It establishes itself right away as taking place in Swartzwelder's dime-store novel universe: After some outlaws rob a bank in Abilene, Texas, the leader of the gang kills the marshal and his followers all take turns shooting the corpse for no reason. The mayor (Brian Doyle-Murray) decides to replace the deceased lawman with Pistol Pete (Stephen Kearney), an actor who plays a dime-store novel gunslinger in a New York stage show. And in keeping with Swartzwelder tradition, he's also the dumbest person alive.

The obvious comparison point for the show is Blazing Saddles, but where that's a Mel Brooks movie that happens to be a Western, Pistol Pete is tonally closer to Support Your Local Sheriff!—an affectionate take on the genre made for an audience that's familiar with its quirks. Swartzwelder's commitment to authenticity meant using as many Gunsmokeveterans as possible behind the scenes. It was even directed by John Rich, who helmed 14 episodes of Gunsmoke. As a result, Pistol Pete doesn't look like a Western parody from 1996; it looks like a Western parody from 1976. It's a total anachronism. In other words, just like its author.

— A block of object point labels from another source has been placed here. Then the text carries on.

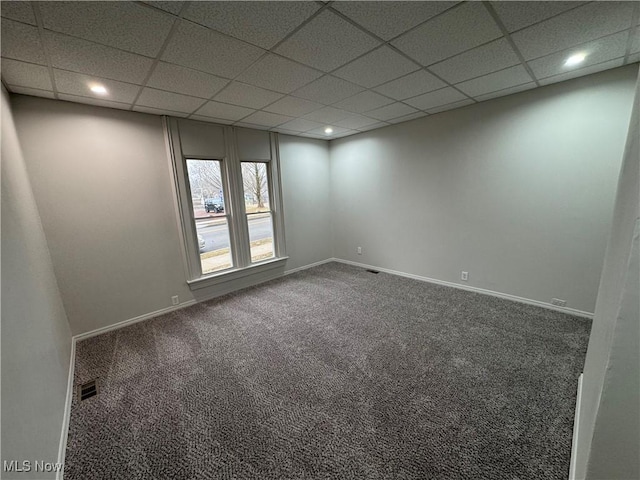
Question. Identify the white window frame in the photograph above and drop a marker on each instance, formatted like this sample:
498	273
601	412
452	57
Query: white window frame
233	191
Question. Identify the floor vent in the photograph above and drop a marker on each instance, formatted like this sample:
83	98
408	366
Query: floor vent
88	390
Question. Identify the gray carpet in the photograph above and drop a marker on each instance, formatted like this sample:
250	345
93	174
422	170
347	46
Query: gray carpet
332	373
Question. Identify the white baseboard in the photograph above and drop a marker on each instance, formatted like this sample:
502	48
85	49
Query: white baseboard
62	448
576	425
506	296
131	321
311	265
157	313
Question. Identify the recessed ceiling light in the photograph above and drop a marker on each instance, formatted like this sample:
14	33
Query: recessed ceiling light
99	89
575	59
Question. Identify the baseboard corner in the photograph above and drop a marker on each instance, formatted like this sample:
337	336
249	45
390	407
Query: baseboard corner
64	434
311	265
576	425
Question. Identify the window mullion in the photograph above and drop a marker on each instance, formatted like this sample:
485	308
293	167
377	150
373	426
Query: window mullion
238	226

Kearney does a noble job as the lead—he's a blank slate, totally lacking in self-awareness—but his jokes were obviously funnier on paper. Worse, all of his lines sound like they'd play better coming out of Phil Hartman, who he almost seems to be imitating at points. When he says, "Good, this will give me a chance to clean up the whole Western frontier on my first day!" he doesn't give the line the pathological bombast it deserves. He's a Troy McClure imitator, and the show needs the real thing.

It's a refreshing curiosity regardless, like any comedy that predates the current hegemonic influence of Judd Apatow and Seth MacFarlane. Of course it doesn't soar to the impossible heights of any of Swartzwelder's Simpsons episodes, where he had the benefit of a perfect cast and art direction that was always in service to the writing, but it's a respectable live-action cartoon—it's the sort of thing that could never be made now, not even as a vanity project.

It's just good enough, in other words, to make you wish Swartzwelder could get creative free reign on cable someplace, like Chris Elliott got with Eagleheart. Not that he'd want to do anything other than write at the age of 63. He's likely happy wherever he is and whatever he's doing, even if we wish he'd reemerge.